Fresh cocoa fruit

Chocolate A Story to Tell

Talking about Chocolate would seem simple but it is not. A dry answer with no alternatives since for good or bad it always comes down to this exact formula!

For months now I have been curating a column about cocoa in Pastry International magazine. I have now decided to curate a similar column on my Blog as well, and I hope you will appreciate this editorial effort.

Therefore, in this first chapter we discuss cocoa, what the types are like and how they differ from each other, how the land and especially man affects its quality and organoleptic as well as gastronomic characteristics.

Much has been written about Chocolate and I am sure much more will still be written, yet reveries and maga Fache endure that are hard to scratch. With this cultural and virtual journey, I want to explore a really interesting topic the varieties of cocoa and its characteristics. Perhaps as we walk along we might give some answers to questions that have not yet been formulated but of great use, for those who in this Bean-to-Bar time might find them interesting and enlightening.

The Criollo

The Criollo! Waw it seems that only this cocoa today is used to make Chocolate! Well of this type in purity I can say that there is very little in the world, that is, in purity! But if to purity we concede genetic experimentation and various crosses then it changes! And by a lot.

Criollo is that cocoa that; in the countries of origin of cocoa.
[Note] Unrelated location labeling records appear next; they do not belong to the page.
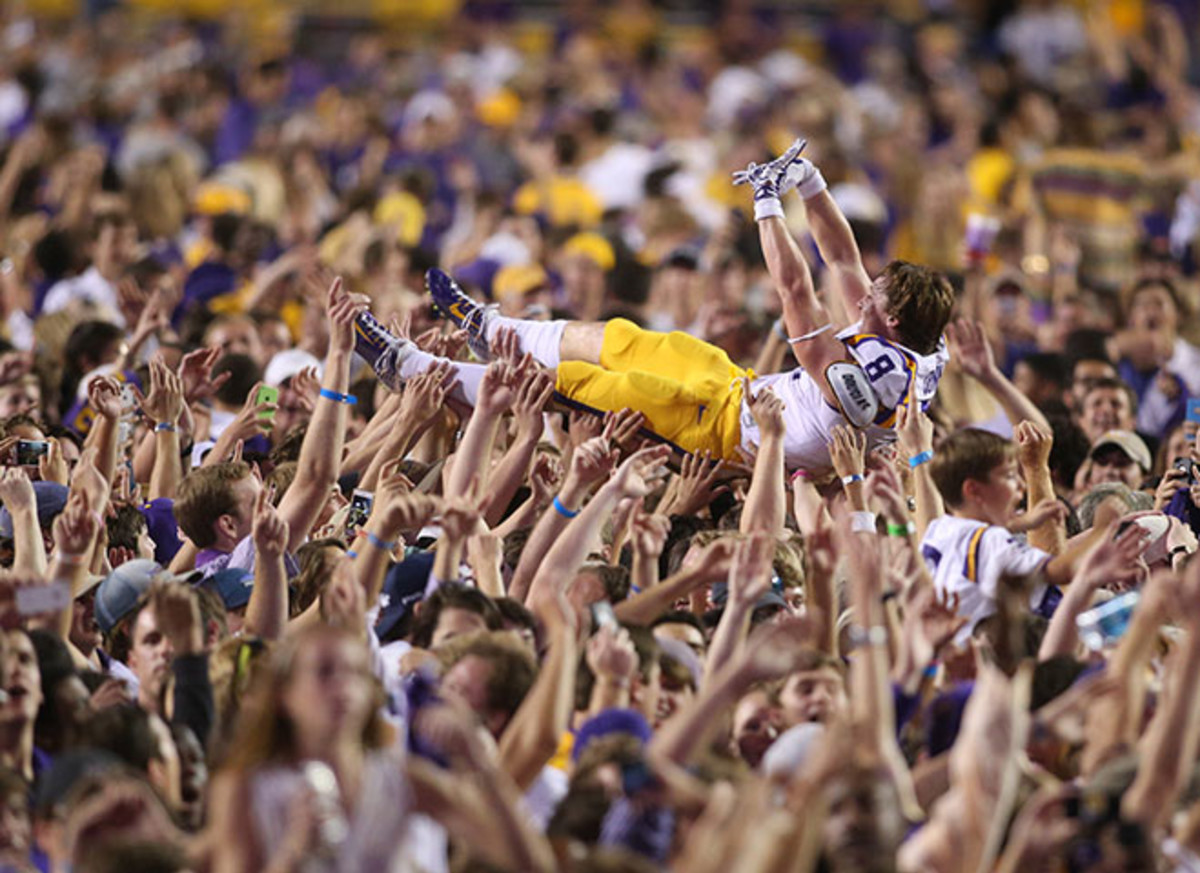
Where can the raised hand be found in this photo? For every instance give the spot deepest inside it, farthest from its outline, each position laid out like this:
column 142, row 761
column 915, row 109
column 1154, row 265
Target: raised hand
column 696, row 485
column 634, row 479
column 648, row 533
column 196, row 372
column 425, row 393
column 1033, row 445
column 105, row 396
column 16, row 489
column 592, row 462
column 341, row 311
column 1113, row 560
column 270, row 531
column 409, row 511
column 498, row 389
column 177, row 610
column 462, row 516
column 611, row 654
column 306, row 386
column 767, row 410
column 847, row 449
column 545, row 479
column 883, row 489
column 251, row 419
column 970, row 347
column 165, row 403
column 531, row 402
column 915, row 431
column 52, row 467
column 1049, row 510
column 930, row 621
column 582, row 427
column 75, row 529
column 715, row 560
column 750, row 570
column 622, row 428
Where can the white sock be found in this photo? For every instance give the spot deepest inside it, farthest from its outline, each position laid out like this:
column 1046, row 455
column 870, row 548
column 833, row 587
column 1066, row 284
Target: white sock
column 538, row 338
column 469, row 375
column 768, row 208
column 811, row 186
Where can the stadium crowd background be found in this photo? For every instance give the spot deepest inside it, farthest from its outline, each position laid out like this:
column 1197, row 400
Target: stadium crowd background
column 179, row 185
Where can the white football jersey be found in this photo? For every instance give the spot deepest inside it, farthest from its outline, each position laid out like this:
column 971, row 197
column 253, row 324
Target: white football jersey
column 809, row 417
column 969, row 558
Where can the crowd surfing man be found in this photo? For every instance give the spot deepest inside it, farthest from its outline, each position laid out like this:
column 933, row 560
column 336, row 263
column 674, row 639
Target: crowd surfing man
column 285, row 590
column 689, row 392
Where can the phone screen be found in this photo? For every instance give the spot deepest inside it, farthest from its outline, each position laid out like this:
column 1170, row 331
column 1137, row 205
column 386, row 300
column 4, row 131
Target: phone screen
column 360, row 509
column 267, row 395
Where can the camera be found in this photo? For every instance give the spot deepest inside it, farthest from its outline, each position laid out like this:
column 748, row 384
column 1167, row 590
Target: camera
column 29, row 451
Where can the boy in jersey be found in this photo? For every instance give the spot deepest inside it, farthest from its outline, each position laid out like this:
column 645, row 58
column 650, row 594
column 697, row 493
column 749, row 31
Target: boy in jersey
column 981, row 477
column 690, row 392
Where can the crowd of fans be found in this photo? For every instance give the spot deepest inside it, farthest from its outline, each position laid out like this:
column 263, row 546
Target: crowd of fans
column 261, row 612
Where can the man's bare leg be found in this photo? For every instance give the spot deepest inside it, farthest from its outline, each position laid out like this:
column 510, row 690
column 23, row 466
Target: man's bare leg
column 582, row 341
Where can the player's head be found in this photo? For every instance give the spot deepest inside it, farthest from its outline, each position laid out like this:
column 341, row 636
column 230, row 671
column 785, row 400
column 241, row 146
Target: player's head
column 977, row 475
column 912, row 303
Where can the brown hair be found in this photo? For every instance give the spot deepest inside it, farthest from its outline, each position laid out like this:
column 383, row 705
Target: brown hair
column 204, row 495
column 513, row 668
column 264, row 732
column 921, row 300
column 967, row 453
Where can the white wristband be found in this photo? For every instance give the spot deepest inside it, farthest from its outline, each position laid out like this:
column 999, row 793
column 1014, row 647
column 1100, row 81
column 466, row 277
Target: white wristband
column 863, row 522
column 768, row 208
column 811, row 186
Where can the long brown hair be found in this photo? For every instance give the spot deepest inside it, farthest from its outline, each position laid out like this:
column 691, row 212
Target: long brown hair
column 264, row 733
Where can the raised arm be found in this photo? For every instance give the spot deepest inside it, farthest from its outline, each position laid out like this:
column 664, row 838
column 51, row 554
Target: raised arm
column 17, row 494
column 838, row 248
column 767, row 500
column 589, row 463
column 972, row 351
column 748, row 581
column 321, row 456
column 1169, row 750
column 1033, row 444
column 267, row 613
column 511, row 469
column 163, row 407
column 631, row 480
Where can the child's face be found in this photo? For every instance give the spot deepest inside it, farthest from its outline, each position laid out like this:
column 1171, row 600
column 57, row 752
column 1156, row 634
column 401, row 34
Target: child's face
column 1001, row 492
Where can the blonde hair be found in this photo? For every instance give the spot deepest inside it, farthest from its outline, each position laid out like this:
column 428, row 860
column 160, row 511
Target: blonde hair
column 264, row 732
That is, the Amazon Rainforest, the banks of the Orinoco River, and especially in the tropical area of Mexico it has been found naturally since time immemorial.

We are talking about delicate cocoa! Which produces fruits of different hues and tends to have little pigmentation, often more reddish pink than purple. A cocoa with few anthocyanins but rich in Catechins and Epicatechins, in some cases huge amounts.
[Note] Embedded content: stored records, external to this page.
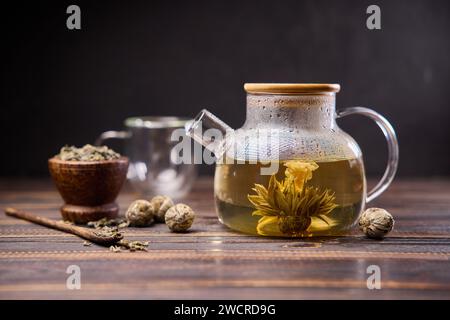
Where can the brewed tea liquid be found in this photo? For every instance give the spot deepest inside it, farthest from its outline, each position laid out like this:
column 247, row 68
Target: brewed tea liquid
column 344, row 178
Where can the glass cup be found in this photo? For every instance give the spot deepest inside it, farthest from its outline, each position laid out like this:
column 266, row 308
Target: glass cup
column 155, row 166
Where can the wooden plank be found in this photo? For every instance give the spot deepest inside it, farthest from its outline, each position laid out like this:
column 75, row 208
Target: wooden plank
column 213, row 262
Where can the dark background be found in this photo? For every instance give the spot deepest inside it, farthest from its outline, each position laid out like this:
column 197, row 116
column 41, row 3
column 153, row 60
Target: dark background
column 174, row 58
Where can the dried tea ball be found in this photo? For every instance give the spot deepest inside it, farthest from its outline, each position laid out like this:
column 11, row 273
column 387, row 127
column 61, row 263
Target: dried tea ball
column 376, row 223
column 179, row 218
column 140, row 213
column 161, row 204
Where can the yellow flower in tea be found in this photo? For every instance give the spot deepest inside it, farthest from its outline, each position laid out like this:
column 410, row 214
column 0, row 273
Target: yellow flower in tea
column 299, row 171
column 287, row 206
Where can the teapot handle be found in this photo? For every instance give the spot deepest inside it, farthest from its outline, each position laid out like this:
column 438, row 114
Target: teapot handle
column 392, row 144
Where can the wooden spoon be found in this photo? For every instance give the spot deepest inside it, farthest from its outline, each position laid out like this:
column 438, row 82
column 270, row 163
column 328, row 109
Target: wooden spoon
column 94, row 236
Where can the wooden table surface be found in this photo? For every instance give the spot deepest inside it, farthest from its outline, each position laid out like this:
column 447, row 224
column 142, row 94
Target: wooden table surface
column 212, row 262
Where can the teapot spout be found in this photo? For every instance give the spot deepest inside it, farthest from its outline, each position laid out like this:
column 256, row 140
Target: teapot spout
column 210, row 132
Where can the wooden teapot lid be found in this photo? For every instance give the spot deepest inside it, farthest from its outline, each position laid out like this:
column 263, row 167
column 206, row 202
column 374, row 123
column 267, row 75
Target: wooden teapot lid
column 290, row 88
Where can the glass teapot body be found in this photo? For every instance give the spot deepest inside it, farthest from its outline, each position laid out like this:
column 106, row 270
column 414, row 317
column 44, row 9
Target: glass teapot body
column 290, row 171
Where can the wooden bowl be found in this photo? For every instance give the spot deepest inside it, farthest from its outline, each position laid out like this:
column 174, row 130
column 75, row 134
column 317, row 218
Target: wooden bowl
column 89, row 188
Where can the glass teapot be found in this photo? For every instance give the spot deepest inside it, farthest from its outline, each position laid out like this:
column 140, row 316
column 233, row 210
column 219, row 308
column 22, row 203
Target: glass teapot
column 290, row 171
This cocoa, if processed well, with proper post-harvesting and a good fermentation method can give excellent cocoa, with a delicate flavor profile and depending on variety and location, develop contrasting flavors ranging from red fruit to nuts such as almond or macadamia.

The most prized variety is Porcelana, a name derived from the immaculate white color of the broad beans. A cocoa that in its purest form is now found only in some of the nooks and crannies of Venezuela, but I would not be entirely sure or in the Amazonian stretch that runs through Venezuela, Colombia and Brazil, referred to as the Coca route but the well-known drink has nothing to do with it. – However, only a few hundred kilograms can be found in the world in pure and especially uncloned form and at a price that is also well over €20 per kilogram. In Mexico you can find varieties that are no longer pure, the result of grafting and floral clones that are now also called Bi-color, i.e., fruits with white fava beans pigmented with red or purplish color, we could call them Biodiversity, but I think much less romantic cocoa crossed at the genetic level from grafts. However, this, too, makes it interesting to constantly study varieties so that careful researchers like me can more enthusiastically investigate botanical variability, yet without getting lost in calling them magic but more pragmatically clonal and varietal experiments.

Criollo, however, does not dwell only in Latin America, perhaps in a completely unknown way there are real plantations, perhaps not exactly in purity, but in Tanzania (in the Mbingu community I found some really interesting Criollo Guasare) in Polynesia and in the Pacific Ocean. One question has always occurred to me, but in the Pacific Ocean, who brought the cocoa? That it was already there before the conquerors? That the fruit had arrived there floating and carried by the tides? I would not rule it out, given some really curious varieties that can be found in the Vanuatu archipelago and some islands in the Indian Ocean.

Almost pure Criollo also grows wild in Sri Lanka, but much is Criollo grafted with different varieties while still retaining the same physical characteristics, although the biochemical ones differ greatly, but we will only cover this in another article in a few months.

In Haiti there is a Criollino, a cocoa with very small fruits, consequently they are also very small the beans weigh at most 0.7 g per seed, but this cocoa for some reason has dark beans, very intense in flavor and often under the influence of underground fermentation and sometimes even the absence of proper fermentation but only empirical or approximate. But this, too, I will deal with when I get into the merits of the Island of Haiti.